What I’m trying to say, in this delightfully amusing (I hope) yet informative post, is that if the confusion starts at the top, we need to realize that and include that in our work satisfaction calculations. What I’m proposing here colleagues, is that we recognize and validate others in their own business models.

We need to figure out what their end goals are before we can effectively diagnose and make recommendations for effective marketing, management, or content strategies. We need to keep the bird’s-eye view in mind.

*Btw, siloed is actually a verb-I just double checked. Silo can be either a noun, a verb, or an adjective referencing isolation, to isolate, or isolated.
^This is a Biblical reference, and a disgusting one. I will leave it up to you to suss out the hairy details however.
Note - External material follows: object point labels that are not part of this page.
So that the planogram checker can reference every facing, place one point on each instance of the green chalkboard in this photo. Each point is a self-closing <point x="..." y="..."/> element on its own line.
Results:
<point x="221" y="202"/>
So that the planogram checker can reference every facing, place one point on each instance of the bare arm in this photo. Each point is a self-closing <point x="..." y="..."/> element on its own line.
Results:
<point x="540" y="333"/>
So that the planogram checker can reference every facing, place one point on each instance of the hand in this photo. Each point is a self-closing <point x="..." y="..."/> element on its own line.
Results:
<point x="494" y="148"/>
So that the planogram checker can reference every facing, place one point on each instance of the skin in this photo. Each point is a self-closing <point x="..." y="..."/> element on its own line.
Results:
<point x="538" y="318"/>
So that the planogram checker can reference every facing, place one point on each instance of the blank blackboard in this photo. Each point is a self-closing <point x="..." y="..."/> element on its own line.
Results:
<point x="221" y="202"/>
^^You know, after that mnemonic about poison ivy “leaves of three, leave them be…”; a mnemonic, might I add, that was no help when I ventured in to some stinging nettle across the pond. Did our wilderness trainers never consider that we might venture farther abroad than our own back woods? Don’t answer that.
**We are sooooooo tired of lemonade. Unless it’s pink. Then I could be persuaded. What about shocking pink? (Elsa Schiaparelli’s signature color and one I came to appreciate when working for a costume designer whose love for it was almost as great as mine has now become. There were sequined dresses.)